Tokenization

Tokenization of the Slovenian UD Treebank reflects the following principles:

Space is the principal separator for tokens.

Sequences of words that can be written both with or without space without changing its meaning (e.g. kdorkoli, kdor koli “anybody, any body”) follow the same principle and become either one or two tokens depending on the use of space

During tokenization, all characters are divided into two categories: words (W) and characters (C). Words are alphanumeric strings between spaces, while characters are punctuation and symbol characters.

C tokens are recognized on the basis of a predefined list of punctuation and symbol characters included in the tokenizer.
C tokens may include only one punctuation or symbol character. Sequences of two or more characters (e.g. ?!) are treated as sequences of separate C tokens.

If a string of alphanumeric characters between two spaces includes C characters, it is usually split into several tokens (e.g. AC/DC and Micro$oft are split into three tokens AC / DC and Micro $ oft).

However, the following exceptions apply, in which C characters become parts of W tokens:

Apostrophe becomes part of a W token if used without space on both sides (e.g. O’Brian, mor’va “O’Brian, we have to”).
Comma and colon become part of a W token if used without space on both sides and if the string contains only digits (e.g. 30:00, 200,000,000).
Hyphen becomes part of a W token if used without space on both sides and if:
- the left part is an acronym (in capital letters), a single letter or a digit
- the right part is an affix or an inflectional ending; a finite list of possible affixes and endings is integrated in the tokenizer
- e.g. OZN-ovski “similar to United Nations”, a-ju “to the letter a”, 15-i “the 15th” )

Dot becomes part of a W token if it is:

used without space on both sides and the string contains only digits (e.g. 1.2)
used without space on the left and is part of an abbreviation or ordinal number (e.g. dr., 4., IV.); a finite list of possible abbreviations is integrated in the tokenizer.
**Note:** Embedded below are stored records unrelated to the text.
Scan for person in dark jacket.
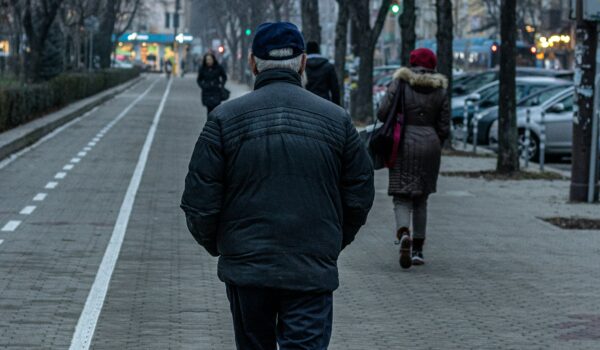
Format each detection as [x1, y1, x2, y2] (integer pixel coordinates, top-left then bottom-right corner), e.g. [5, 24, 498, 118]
[196, 52, 227, 114]
[376, 48, 450, 269]
[305, 41, 341, 105]
[181, 22, 374, 350]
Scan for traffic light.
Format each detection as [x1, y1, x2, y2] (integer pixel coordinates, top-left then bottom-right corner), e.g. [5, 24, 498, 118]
[218, 45, 225, 54]
[245, 28, 252, 36]
[490, 42, 500, 67]
[390, 1, 401, 15]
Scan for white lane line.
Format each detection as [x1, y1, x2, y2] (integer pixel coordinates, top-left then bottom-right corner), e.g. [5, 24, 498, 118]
[83, 147, 92, 151]
[77, 151, 87, 157]
[19, 206, 36, 215]
[55, 172, 67, 179]
[71, 157, 81, 163]
[0, 239, 4, 246]
[92, 137, 101, 142]
[0, 80, 144, 171]
[1, 220, 21, 232]
[33, 193, 47, 201]
[88, 142, 96, 146]
[45, 181, 58, 189]
[63, 164, 75, 171]
[69, 78, 172, 350]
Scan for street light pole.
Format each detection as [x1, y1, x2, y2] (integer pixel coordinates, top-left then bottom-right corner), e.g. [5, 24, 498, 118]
[571, 0, 599, 202]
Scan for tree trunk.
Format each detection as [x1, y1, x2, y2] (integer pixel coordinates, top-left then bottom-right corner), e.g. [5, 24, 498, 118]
[570, 14, 599, 201]
[347, 0, 392, 121]
[334, 0, 348, 104]
[436, 0, 453, 149]
[271, 0, 282, 21]
[97, 0, 117, 69]
[301, 0, 321, 44]
[350, 19, 361, 57]
[355, 41, 376, 121]
[399, 0, 416, 66]
[496, 0, 519, 174]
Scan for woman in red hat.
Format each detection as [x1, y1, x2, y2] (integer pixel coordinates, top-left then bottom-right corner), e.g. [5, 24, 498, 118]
[376, 48, 450, 269]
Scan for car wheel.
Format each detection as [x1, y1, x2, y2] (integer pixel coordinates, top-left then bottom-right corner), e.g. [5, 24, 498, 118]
[518, 130, 540, 162]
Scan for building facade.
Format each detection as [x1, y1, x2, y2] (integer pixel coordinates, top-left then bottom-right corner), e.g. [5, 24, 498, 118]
[115, 0, 194, 72]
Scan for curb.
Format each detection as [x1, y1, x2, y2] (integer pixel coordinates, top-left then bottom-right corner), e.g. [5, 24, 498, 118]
[0, 76, 145, 161]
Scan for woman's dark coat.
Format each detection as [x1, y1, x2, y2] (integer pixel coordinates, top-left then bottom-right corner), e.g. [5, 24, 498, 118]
[196, 64, 227, 109]
[377, 67, 450, 196]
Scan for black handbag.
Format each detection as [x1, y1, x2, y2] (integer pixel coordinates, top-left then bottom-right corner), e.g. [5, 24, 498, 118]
[368, 81, 405, 169]
[360, 123, 385, 170]
[221, 87, 231, 101]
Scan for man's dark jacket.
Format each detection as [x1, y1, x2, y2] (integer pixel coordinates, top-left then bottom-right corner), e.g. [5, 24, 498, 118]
[181, 68, 374, 293]
[305, 55, 341, 105]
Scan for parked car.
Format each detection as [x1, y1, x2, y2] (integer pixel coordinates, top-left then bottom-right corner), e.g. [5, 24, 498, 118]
[452, 67, 573, 98]
[473, 84, 572, 145]
[451, 76, 571, 141]
[112, 60, 134, 69]
[488, 87, 575, 160]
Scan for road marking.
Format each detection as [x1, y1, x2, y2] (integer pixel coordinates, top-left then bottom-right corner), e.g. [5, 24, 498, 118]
[70, 78, 172, 350]
[77, 151, 87, 157]
[83, 147, 92, 151]
[19, 206, 36, 215]
[63, 164, 75, 171]
[55, 172, 67, 179]
[92, 137, 100, 142]
[444, 191, 474, 197]
[71, 158, 81, 163]
[1, 220, 21, 232]
[88, 142, 96, 146]
[45, 181, 58, 189]
[33, 193, 47, 201]
[0, 81, 143, 171]
[0, 239, 4, 246]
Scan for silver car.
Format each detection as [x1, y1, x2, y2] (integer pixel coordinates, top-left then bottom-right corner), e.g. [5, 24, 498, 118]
[489, 87, 575, 160]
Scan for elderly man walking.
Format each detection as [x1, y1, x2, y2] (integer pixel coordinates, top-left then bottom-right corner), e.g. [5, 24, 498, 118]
[181, 22, 374, 350]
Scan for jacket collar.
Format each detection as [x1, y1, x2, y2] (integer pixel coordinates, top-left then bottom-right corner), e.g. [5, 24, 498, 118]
[254, 68, 302, 90]
[393, 67, 448, 89]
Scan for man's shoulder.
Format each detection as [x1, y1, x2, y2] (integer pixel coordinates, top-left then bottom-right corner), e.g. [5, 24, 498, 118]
[211, 84, 349, 128]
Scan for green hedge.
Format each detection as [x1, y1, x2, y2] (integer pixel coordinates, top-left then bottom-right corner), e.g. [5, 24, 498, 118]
[0, 68, 140, 132]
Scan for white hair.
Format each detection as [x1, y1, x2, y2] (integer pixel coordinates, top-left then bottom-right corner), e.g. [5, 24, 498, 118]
[254, 48, 304, 73]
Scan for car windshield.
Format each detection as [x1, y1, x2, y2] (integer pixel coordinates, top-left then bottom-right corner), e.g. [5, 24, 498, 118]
[375, 75, 393, 86]
[518, 86, 570, 107]
[454, 72, 497, 96]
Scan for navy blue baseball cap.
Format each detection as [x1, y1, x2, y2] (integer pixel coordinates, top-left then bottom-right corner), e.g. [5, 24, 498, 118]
[251, 22, 305, 60]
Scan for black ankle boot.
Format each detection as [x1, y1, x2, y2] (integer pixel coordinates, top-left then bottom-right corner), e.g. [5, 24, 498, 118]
[412, 238, 425, 266]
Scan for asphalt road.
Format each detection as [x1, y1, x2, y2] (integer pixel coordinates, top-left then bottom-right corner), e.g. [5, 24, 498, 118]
[0, 75, 598, 349]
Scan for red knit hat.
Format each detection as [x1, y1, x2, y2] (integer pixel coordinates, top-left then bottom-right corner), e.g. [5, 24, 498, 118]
[409, 48, 437, 70]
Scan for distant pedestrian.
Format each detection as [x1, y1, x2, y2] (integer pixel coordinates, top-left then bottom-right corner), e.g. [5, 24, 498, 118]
[196, 52, 227, 114]
[304, 41, 341, 105]
[180, 59, 186, 78]
[376, 48, 450, 268]
[181, 22, 374, 349]
[164, 59, 173, 79]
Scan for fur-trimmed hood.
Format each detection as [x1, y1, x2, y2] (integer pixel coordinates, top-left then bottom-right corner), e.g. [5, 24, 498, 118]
[393, 67, 448, 89]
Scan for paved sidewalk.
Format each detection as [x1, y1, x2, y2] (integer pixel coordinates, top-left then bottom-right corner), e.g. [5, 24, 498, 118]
[0, 76, 598, 349]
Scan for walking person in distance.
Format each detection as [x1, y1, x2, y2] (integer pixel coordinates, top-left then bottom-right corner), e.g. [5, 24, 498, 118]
[181, 22, 374, 349]
[196, 52, 227, 114]
[304, 41, 341, 105]
[376, 48, 450, 269]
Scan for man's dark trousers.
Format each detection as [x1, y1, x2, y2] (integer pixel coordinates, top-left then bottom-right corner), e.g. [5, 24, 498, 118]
[226, 284, 333, 350]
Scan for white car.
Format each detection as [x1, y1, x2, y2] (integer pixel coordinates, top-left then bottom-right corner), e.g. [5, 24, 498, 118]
[489, 87, 576, 160]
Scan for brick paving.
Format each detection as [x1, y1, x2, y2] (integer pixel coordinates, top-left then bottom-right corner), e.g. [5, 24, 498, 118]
[0, 75, 599, 349]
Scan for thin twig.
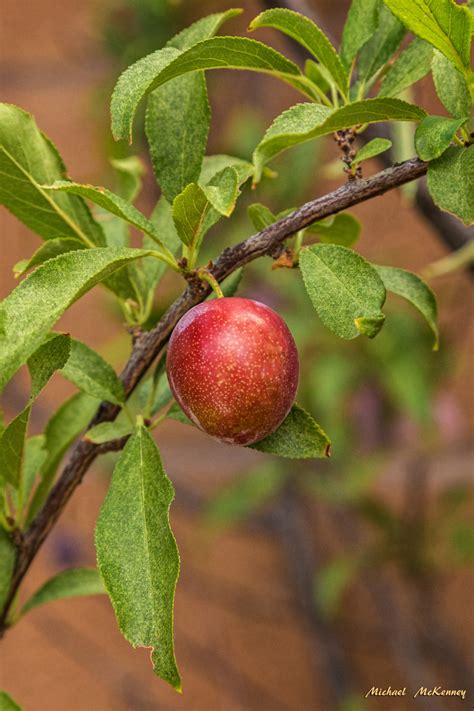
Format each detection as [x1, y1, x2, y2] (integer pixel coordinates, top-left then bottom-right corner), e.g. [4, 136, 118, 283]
[0, 156, 427, 634]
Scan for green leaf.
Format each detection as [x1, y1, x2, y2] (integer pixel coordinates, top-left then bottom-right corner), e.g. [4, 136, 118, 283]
[166, 402, 192, 426]
[110, 156, 145, 203]
[314, 556, 358, 618]
[379, 38, 433, 97]
[352, 138, 393, 167]
[427, 145, 474, 225]
[145, 10, 241, 203]
[252, 98, 426, 181]
[251, 404, 331, 458]
[200, 154, 254, 185]
[17, 435, 47, 511]
[431, 50, 472, 119]
[0, 247, 152, 391]
[299, 244, 386, 339]
[27, 334, 71, 399]
[0, 692, 22, 711]
[306, 213, 361, 247]
[0, 103, 104, 248]
[95, 425, 181, 690]
[0, 335, 70, 488]
[111, 37, 307, 142]
[13, 238, 85, 277]
[205, 463, 285, 528]
[375, 265, 439, 349]
[0, 528, 15, 610]
[85, 420, 133, 445]
[357, 4, 405, 84]
[27, 392, 101, 524]
[220, 268, 244, 298]
[172, 167, 239, 248]
[45, 181, 168, 252]
[21, 568, 105, 616]
[340, 0, 380, 68]
[60, 339, 125, 405]
[415, 115, 467, 161]
[249, 8, 348, 95]
[382, 0, 473, 75]
[247, 203, 277, 230]
[142, 197, 182, 298]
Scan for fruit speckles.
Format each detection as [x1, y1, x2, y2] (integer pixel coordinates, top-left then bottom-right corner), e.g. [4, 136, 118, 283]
[166, 297, 299, 445]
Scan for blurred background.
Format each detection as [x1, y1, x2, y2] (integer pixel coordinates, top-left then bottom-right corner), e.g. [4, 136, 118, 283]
[1, 1, 473, 709]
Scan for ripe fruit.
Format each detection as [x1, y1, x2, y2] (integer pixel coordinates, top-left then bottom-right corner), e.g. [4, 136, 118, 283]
[166, 297, 299, 445]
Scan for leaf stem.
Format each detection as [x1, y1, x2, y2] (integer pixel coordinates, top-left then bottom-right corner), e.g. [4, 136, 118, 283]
[149, 250, 181, 273]
[293, 230, 305, 265]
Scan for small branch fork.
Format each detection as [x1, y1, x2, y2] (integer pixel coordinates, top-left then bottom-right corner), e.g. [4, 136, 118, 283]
[0, 157, 428, 635]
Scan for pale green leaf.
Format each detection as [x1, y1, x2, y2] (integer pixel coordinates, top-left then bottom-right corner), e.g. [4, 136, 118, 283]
[0, 247, 152, 391]
[110, 156, 145, 203]
[60, 339, 125, 405]
[95, 425, 181, 690]
[0, 407, 30, 487]
[352, 138, 393, 167]
[299, 244, 386, 339]
[415, 115, 467, 161]
[0, 691, 22, 711]
[111, 37, 306, 142]
[0, 528, 15, 610]
[251, 404, 331, 458]
[427, 145, 474, 225]
[379, 38, 433, 97]
[375, 265, 439, 349]
[203, 166, 240, 217]
[253, 98, 426, 181]
[249, 8, 348, 95]
[27, 393, 100, 524]
[85, 420, 133, 445]
[306, 213, 361, 247]
[340, 0, 380, 68]
[45, 181, 167, 251]
[205, 463, 285, 528]
[13, 238, 85, 278]
[431, 50, 472, 118]
[145, 10, 240, 202]
[382, 0, 473, 74]
[357, 4, 405, 83]
[0, 103, 104, 248]
[200, 154, 254, 185]
[21, 568, 105, 616]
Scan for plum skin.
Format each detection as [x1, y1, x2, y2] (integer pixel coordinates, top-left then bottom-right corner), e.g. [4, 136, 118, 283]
[166, 297, 299, 446]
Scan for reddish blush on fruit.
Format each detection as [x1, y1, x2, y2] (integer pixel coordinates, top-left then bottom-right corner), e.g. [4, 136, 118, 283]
[166, 297, 299, 445]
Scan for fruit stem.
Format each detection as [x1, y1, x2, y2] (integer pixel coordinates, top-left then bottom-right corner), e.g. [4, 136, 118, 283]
[293, 230, 305, 266]
[197, 269, 224, 298]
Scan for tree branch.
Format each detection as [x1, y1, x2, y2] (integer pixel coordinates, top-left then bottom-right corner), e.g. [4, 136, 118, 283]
[0, 156, 427, 634]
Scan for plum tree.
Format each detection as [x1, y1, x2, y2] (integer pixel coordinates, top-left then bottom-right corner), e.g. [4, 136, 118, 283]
[166, 297, 299, 445]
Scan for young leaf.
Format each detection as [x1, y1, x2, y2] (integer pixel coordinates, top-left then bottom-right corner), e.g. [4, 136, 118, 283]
[0, 408, 30, 487]
[109, 156, 145, 203]
[249, 8, 348, 96]
[85, 420, 133, 445]
[0, 103, 104, 247]
[60, 339, 125, 405]
[431, 50, 472, 119]
[27, 393, 100, 524]
[45, 182, 168, 252]
[0, 692, 22, 711]
[95, 425, 181, 690]
[251, 404, 331, 458]
[111, 37, 307, 142]
[205, 463, 285, 528]
[427, 145, 474, 225]
[299, 244, 386, 339]
[357, 4, 405, 84]
[145, 10, 240, 203]
[306, 213, 361, 247]
[13, 238, 85, 278]
[352, 138, 393, 168]
[253, 98, 426, 181]
[0, 528, 15, 609]
[200, 154, 254, 185]
[375, 265, 439, 349]
[340, 0, 380, 68]
[0, 247, 153, 391]
[382, 0, 473, 76]
[21, 568, 105, 616]
[415, 116, 467, 161]
[379, 38, 433, 98]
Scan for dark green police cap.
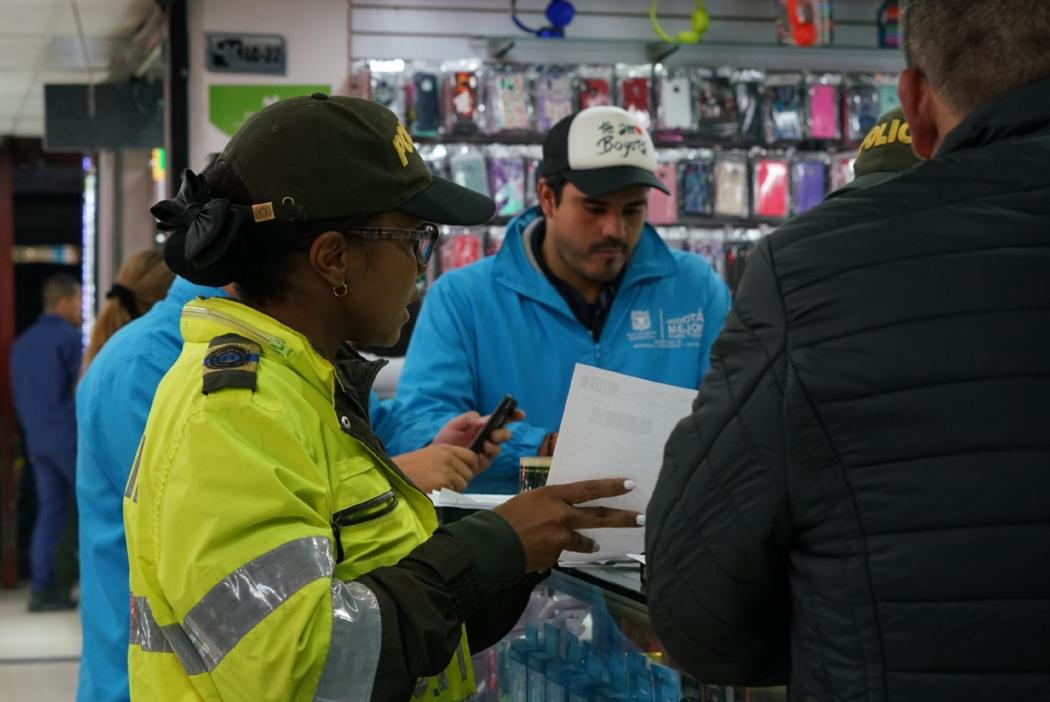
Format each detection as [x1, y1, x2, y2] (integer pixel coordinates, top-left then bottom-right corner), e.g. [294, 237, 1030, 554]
[839, 107, 923, 193]
[219, 93, 494, 225]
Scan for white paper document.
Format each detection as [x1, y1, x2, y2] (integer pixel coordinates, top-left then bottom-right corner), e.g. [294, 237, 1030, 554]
[429, 489, 512, 511]
[547, 364, 697, 563]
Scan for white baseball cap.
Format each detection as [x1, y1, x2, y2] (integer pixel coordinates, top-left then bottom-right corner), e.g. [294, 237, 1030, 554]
[540, 106, 669, 196]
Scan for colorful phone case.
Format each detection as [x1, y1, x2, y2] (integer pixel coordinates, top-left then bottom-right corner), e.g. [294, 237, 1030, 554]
[793, 160, 827, 213]
[412, 72, 441, 133]
[646, 163, 679, 225]
[660, 77, 694, 129]
[451, 71, 479, 131]
[809, 83, 840, 140]
[537, 70, 574, 131]
[714, 158, 750, 218]
[754, 158, 790, 218]
[682, 161, 713, 216]
[488, 157, 526, 217]
[491, 73, 531, 131]
[578, 78, 611, 109]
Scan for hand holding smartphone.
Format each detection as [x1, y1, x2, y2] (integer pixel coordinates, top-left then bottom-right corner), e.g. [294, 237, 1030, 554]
[469, 395, 518, 453]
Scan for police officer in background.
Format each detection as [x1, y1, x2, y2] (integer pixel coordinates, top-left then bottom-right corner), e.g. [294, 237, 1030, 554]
[124, 94, 642, 702]
[827, 107, 922, 199]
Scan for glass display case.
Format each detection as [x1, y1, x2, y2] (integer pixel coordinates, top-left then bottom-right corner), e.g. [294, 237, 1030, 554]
[471, 565, 788, 702]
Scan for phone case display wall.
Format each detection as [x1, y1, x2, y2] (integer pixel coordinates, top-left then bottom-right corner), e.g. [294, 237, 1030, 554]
[421, 141, 856, 228]
[469, 568, 787, 702]
[351, 59, 899, 150]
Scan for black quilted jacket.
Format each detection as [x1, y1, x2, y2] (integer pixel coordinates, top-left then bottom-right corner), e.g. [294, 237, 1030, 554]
[646, 78, 1050, 701]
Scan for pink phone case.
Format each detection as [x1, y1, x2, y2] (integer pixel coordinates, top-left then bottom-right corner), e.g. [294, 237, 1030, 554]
[809, 84, 840, 139]
[646, 163, 679, 225]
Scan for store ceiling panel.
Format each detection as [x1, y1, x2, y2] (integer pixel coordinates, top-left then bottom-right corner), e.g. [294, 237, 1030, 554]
[0, 0, 154, 137]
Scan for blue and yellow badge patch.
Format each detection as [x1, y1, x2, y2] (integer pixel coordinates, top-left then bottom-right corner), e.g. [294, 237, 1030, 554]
[202, 333, 261, 395]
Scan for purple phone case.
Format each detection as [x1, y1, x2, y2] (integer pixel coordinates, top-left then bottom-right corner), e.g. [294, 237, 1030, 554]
[794, 161, 827, 213]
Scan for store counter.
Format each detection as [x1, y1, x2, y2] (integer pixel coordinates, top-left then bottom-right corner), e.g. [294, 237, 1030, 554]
[471, 562, 788, 702]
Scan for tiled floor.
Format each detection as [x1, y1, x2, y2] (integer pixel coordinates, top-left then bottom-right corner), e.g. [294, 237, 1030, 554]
[0, 586, 80, 701]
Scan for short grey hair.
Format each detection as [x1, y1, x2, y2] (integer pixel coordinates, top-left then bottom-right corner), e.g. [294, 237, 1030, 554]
[42, 273, 80, 310]
[902, 0, 1050, 113]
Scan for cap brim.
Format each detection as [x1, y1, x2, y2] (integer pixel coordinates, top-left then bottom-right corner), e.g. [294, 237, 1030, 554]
[397, 175, 496, 226]
[564, 166, 669, 198]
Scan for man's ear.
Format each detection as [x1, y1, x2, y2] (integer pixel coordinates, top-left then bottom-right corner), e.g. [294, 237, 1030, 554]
[308, 231, 352, 289]
[899, 68, 938, 159]
[537, 178, 558, 219]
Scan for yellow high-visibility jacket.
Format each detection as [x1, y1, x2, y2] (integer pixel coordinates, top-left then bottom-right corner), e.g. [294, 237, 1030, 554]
[124, 297, 531, 701]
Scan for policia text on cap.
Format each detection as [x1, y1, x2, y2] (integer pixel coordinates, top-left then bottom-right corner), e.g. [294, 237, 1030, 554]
[123, 94, 643, 702]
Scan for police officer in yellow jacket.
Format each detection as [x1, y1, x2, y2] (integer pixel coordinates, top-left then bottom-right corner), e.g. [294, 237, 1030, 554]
[124, 94, 643, 701]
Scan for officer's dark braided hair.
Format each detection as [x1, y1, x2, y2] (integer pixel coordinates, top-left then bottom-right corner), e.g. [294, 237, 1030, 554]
[200, 158, 370, 305]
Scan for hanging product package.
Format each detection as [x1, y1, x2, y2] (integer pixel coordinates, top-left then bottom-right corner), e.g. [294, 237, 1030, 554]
[449, 146, 491, 197]
[576, 65, 614, 110]
[487, 147, 528, 219]
[654, 65, 696, 134]
[807, 73, 842, 141]
[408, 63, 443, 136]
[536, 66, 576, 132]
[753, 152, 791, 220]
[647, 154, 682, 225]
[681, 149, 715, 217]
[845, 74, 881, 144]
[485, 225, 506, 256]
[764, 72, 805, 144]
[439, 227, 485, 274]
[369, 60, 407, 123]
[616, 64, 653, 131]
[696, 67, 739, 141]
[829, 153, 856, 192]
[792, 155, 828, 213]
[688, 228, 728, 281]
[418, 144, 450, 178]
[733, 69, 766, 143]
[524, 146, 543, 209]
[445, 60, 483, 135]
[713, 151, 751, 219]
[658, 226, 689, 251]
[347, 59, 372, 99]
[485, 66, 533, 134]
[774, 0, 834, 46]
[876, 73, 902, 113]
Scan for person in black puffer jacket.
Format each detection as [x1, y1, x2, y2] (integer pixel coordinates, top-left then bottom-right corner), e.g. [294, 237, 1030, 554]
[645, 1, 1050, 700]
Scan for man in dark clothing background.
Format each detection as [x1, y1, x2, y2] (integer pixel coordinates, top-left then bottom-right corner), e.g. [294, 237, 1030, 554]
[11, 273, 82, 611]
[646, 1, 1050, 700]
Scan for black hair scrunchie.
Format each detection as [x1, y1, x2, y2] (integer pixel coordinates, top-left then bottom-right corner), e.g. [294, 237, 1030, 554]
[151, 169, 246, 286]
[105, 283, 140, 319]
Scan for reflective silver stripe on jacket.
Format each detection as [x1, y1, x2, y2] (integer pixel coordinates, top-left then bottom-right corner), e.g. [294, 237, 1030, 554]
[129, 596, 171, 653]
[131, 534, 383, 697]
[129, 595, 206, 674]
[180, 535, 334, 671]
[313, 580, 382, 702]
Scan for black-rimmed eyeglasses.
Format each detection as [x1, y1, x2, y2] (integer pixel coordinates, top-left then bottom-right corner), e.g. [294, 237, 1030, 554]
[342, 223, 440, 267]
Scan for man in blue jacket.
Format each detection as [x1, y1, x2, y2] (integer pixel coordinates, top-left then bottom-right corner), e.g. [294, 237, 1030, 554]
[76, 276, 516, 702]
[392, 106, 732, 494]
[11, 273, 83, 612]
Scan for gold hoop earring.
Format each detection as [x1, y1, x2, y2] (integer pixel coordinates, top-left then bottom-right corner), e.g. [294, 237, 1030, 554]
[333, 280, 348, 298]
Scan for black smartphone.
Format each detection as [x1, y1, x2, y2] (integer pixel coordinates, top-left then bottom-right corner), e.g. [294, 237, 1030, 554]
[469, 395, 518, 453]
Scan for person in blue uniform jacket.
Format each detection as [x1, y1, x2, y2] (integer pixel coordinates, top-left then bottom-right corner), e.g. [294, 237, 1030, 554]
[10, 273, 83, 611]
[75, 276, 516, 702]
[390, 106, 732, 494]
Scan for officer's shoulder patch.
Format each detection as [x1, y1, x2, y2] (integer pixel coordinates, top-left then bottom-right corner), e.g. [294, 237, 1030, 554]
[202, 333, 261, 395]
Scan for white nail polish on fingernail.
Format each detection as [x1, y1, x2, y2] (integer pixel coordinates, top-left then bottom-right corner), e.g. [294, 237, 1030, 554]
[636, 514, 646, 526]
[624, 480, 637, 490]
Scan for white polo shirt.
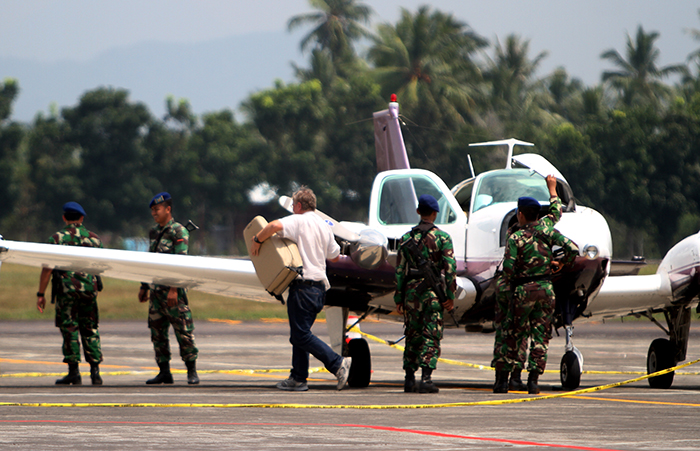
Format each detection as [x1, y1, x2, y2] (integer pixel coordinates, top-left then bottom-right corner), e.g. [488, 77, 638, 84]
[279, 211, 340, 291]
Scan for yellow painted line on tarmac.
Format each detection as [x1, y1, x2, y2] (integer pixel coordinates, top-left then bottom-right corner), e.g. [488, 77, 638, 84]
[0, 358, 143, 370]
[207, 318, 242, 325]
[0, 366, 329, 380]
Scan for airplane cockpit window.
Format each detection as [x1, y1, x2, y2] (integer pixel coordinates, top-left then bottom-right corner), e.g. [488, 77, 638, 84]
[472, 169, 550, 213]
[378, 174, 457, 225]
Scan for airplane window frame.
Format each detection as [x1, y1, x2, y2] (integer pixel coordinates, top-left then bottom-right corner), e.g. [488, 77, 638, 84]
[377, 174, 457, 226]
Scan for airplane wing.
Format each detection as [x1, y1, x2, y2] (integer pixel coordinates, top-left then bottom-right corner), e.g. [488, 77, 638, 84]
[0, 239, 275, 303]
[585, 273, 673, 317]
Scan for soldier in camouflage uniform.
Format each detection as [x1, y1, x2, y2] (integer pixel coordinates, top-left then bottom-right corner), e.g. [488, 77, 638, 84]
[36, 202, 104, 385]
[492, 175, 561, 392]
[394, 194, 456, 393]
[137, 192, 199, 385]
[496, 196, 579, 394]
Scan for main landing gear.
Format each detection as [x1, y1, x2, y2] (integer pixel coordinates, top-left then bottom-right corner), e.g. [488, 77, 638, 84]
[643, 305, 691, 389]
URLs and e-mail addresses: all C characters become part of a single W token in strings recognized as URLs or addresses using a regular expression.

Information on whether a token is followed by a space (e.g. d.o.o. vs. d. o. o.) is indicated with SpaceAfter=Yes feature in the MISC column.

Note that the current version of the Slovenian UD Treebank does not yet comply with the universal guidelines recommendation for splitting of fused words, such as combinations of prepositions and pronouns, e.g. name “on me”, _zanj “for him”, _vase “in/to oneself”. Instead, these tokens are currently marked as pronouns with feature Variant=Bound.